BEIRUT – Afghanistan has arrested an Iranian official for recruiting Shiites to fight on behalf of the Syrian regime, according to media reports.
An Iranian outlet affiliated with the country’s reformist movement reported Sunday that Qurban Ghalambor—the representative of Iran’s Supreme Leader Ayatollah Ali Khamenei's office in Kabul—was detained for “recruiting Afghan Shiite fighters and sending them to Syria.”
Afghan security authorities transferred Ghalambor from Herat to the capital Kabul, where further investigations into his activities were launched, according to an Arabic-language translation of a Saham News report prepared by Kurdish Bas News.
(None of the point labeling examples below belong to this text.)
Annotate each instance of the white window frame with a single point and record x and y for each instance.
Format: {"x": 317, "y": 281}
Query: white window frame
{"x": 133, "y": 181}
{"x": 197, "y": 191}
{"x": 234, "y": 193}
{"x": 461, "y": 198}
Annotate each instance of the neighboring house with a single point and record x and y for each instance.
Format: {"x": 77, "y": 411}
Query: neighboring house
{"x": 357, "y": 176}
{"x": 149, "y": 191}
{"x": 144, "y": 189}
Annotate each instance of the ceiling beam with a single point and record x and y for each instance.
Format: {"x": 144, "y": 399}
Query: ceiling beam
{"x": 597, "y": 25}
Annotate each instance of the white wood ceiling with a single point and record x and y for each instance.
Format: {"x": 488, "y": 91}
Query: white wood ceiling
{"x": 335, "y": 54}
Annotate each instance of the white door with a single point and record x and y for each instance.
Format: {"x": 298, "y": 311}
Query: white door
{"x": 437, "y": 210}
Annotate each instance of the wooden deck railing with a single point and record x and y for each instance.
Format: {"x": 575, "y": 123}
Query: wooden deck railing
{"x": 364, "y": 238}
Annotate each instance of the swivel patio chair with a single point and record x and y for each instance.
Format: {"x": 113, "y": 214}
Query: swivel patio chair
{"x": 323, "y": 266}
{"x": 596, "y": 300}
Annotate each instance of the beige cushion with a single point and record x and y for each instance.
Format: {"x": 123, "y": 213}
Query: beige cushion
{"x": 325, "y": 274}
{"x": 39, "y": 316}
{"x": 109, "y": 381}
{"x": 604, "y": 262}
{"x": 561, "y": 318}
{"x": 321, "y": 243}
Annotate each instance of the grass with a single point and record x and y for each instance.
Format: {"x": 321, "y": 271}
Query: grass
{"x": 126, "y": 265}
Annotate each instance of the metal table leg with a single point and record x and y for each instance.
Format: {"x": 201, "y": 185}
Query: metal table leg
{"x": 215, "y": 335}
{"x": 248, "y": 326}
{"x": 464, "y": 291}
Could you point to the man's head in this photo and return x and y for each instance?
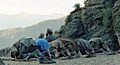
(41, 35)
(49, 31)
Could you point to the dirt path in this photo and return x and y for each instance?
(99, 60)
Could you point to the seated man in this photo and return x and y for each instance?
(44, 46)
(98, 45)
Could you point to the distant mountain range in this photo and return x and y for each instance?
(10, 36)
(24, 20)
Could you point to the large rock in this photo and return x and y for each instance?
(94, 20)
(116, 17)
(5, 52)
(1, 62)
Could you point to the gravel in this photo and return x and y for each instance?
(98, 60)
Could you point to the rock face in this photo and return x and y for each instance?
(5, 52)
(94, 20)
(116, 17)
(1, 62)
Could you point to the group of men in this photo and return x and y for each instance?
(56, 46)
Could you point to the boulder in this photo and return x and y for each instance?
(1, 62)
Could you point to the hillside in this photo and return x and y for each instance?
(9, 36)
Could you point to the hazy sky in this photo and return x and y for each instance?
(43, 7)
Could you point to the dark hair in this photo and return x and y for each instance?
(41, 35)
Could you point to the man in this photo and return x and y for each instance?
(49, 35)
(44, 46)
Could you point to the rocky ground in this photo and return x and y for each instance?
(99, 60)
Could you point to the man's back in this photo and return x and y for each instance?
(42, 44)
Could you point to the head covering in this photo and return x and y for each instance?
(41, 35)
(49, 31)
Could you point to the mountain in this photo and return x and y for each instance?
(10, 36)
(99, 18)
(12, 20)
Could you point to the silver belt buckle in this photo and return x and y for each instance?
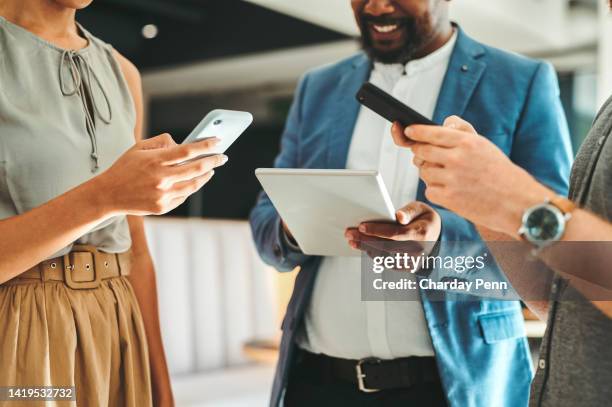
(361, 376)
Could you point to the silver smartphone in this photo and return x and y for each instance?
(227, 125)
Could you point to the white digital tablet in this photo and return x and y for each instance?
(319, 205)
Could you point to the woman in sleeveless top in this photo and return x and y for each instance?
(78, 304)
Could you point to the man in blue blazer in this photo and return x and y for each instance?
(461, 353)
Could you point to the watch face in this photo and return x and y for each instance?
(543, 224)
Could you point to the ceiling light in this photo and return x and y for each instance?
(150, 31)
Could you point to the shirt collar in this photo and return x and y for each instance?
(439, 56)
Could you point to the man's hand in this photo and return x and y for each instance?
(416, 222)
(467, 174)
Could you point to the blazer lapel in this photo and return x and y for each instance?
(464, 73)
(462, 77)
(343, 118)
Saham News—which is linked to Iranian reformist political Mehdi Karroubi—added that Afghan Shiite figure Issa Hosseini Mazari—the head of the Afghan Voice Agency—called on authorities to release Ghalambor.
Al-Jazeera also covered the incident, reporting Sunday that Ghalambor was the official responsible for dispatching Afghan Shiite fighters to Syria.
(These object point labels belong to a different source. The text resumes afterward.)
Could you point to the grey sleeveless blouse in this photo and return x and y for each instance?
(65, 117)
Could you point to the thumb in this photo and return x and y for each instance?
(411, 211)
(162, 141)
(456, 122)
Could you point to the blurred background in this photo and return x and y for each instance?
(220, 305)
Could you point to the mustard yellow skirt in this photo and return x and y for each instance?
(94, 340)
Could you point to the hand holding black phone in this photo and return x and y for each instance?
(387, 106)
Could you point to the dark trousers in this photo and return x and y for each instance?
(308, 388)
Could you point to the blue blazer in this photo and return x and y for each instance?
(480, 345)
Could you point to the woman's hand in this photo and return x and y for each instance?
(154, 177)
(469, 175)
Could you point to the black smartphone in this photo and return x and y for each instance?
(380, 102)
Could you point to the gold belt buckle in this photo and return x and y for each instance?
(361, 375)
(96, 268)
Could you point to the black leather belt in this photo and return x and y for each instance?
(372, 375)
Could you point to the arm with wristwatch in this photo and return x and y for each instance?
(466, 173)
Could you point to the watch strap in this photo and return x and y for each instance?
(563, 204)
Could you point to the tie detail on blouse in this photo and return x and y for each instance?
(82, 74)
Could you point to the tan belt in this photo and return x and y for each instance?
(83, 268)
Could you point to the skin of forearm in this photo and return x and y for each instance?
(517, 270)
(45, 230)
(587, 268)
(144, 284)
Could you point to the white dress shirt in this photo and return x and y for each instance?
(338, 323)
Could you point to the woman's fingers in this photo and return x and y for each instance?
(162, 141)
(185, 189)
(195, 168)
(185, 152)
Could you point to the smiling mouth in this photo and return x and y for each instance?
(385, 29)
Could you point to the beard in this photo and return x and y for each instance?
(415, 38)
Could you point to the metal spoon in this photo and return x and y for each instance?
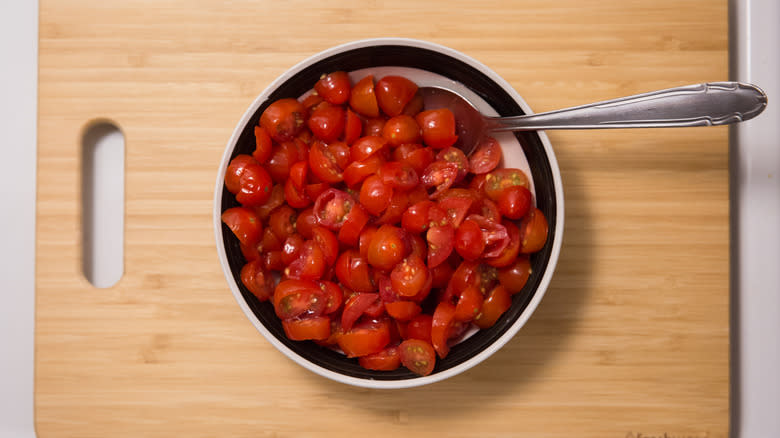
(708, 104)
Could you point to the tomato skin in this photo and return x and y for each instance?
(257, 280)
(393, 93)
(468, 240)
(364, 339)
(496, 303)
(443, 317)
(353, 271)
(263, 145)
(486, 157)
(514, 202)
(375, 195)
(438, 127)
(533, 231)
(283, 119)
(386, 360)
(515, 276)
(363, 98)
(418, 356)
(402, 129)
(244, 224)
(327, 121)
(254, 186)
(316, 328)
(387, 248)
(334, 87)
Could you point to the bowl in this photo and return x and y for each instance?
(427, 64)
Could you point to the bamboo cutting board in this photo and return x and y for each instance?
(631, 339)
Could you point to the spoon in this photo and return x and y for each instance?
(707, 104)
The news network cited Afghan government sources as saying that the Iranian was detained outside his home in Herat, which is located in western Afghanistan near Iran.
Tehran has recruited thousands of Persian-speaking Hazara Afghans refugees living in Iran to fight in the Fatemiyoun Brigade, which was formed in late 2014 and is overseen by officers in the Iranian Revolutionary Guard Corps (IRGC).
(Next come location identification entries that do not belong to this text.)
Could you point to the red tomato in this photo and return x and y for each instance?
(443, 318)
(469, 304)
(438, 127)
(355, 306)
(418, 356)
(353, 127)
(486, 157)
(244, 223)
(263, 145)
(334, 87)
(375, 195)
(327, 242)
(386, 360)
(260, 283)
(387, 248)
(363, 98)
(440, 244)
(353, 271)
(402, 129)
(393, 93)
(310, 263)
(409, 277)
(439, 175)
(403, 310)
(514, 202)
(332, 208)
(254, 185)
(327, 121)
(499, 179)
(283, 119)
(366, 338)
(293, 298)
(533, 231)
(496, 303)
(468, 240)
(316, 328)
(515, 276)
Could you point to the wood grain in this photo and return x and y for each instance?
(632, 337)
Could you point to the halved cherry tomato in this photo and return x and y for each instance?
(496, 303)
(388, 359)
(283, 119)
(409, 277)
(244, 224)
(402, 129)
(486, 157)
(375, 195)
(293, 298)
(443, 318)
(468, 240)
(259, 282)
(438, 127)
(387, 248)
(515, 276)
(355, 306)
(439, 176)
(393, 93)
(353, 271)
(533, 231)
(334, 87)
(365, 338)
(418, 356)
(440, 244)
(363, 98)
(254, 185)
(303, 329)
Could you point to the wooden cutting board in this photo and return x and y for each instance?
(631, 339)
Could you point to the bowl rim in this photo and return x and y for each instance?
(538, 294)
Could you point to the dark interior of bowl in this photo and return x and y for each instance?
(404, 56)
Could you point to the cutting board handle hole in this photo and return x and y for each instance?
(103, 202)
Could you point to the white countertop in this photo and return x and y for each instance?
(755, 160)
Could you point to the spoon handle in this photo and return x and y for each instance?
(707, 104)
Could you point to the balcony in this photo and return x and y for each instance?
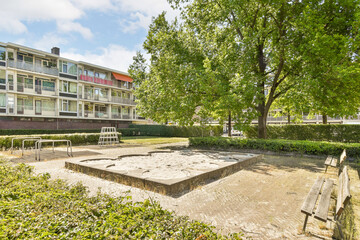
(33, 67)
(122, 100)
(100, 114)
(95, 80)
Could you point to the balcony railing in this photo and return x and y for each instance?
(33, 67)
(95, 80)
(99, 114)
(122, 100)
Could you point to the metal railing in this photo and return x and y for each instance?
(122, 100)
(33, 67)
(99, 114)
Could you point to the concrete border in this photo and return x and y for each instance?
(174, 188)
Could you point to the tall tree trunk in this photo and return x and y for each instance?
(289, 118)
(262, 121)
(229, 123)
(324, 119)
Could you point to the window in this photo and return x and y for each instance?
(48, 105)
(65, 86)
(29, 83)
(102, 75)
(88, 91)
(28, 59)
(29, 104)
(103, 92)
(2, 53)
(10, 55)
(11, 81)
(68, 87)
(68, 67)
(69, 106)
(73, 87)
(2, 100)
(2, 77)
(48, 85)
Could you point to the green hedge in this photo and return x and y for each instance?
(45, 131)
(76, 139)
(133, 130)
(35, 207)
(177, 131)
(312, 132)
(278, 145)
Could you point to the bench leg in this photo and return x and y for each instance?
(305, 222)
(340, 231)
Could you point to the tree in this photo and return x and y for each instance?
(330, 66)
(236, 56)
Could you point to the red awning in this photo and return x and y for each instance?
(122, 77)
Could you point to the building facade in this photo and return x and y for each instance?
(41, 90)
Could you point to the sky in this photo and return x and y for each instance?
(102, 32)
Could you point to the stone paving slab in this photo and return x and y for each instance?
(263, 200)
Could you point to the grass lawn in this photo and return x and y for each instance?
(148, 140)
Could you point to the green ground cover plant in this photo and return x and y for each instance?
(278, 145)
(313, 132)
(133, 130)
(35, 207)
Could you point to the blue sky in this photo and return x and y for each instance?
(103, 32)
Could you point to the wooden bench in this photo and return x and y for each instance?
(332, 161)
(323, 188)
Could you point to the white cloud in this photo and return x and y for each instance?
(49, 40)
(137, 21)
(142, 12)
(100, 5)
(68, 26)
(14, 13)
(114, 56)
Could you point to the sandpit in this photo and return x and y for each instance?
(166, 172)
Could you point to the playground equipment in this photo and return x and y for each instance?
(108, 136)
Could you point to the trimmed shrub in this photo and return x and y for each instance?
(76, 139)
(313, 132)
(278, 145)
(35, 207)
(178, 131)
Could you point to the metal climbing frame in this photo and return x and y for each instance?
(24, 139)
(108, 135)
(39, 143)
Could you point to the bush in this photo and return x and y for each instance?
(76, 139)
(312, 132)
(278, 145)
(34, 207)
(178, 131)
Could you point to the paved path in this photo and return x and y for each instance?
(263, 200)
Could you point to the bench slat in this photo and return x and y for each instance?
(344, 191)
(339, 198)
(343, 157)
(322, 209)
(328, 160)
(333, 162)
(311, 198)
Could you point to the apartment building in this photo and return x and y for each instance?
(42, 90)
“Iran has urged the Afghans to defend Shia sacred sites and offered financial incentives and legal residence in Iran to encourage them to join pro-Syrian government militias,” Human Rights Watch said in a January 2016 report condemning Tehran for recruiting impoverished Hazara Afghans.
Afghans have been thrown into combat on the side of regime forces across Syria, with a large number of them dying in the Aleppo and Daraa provinces.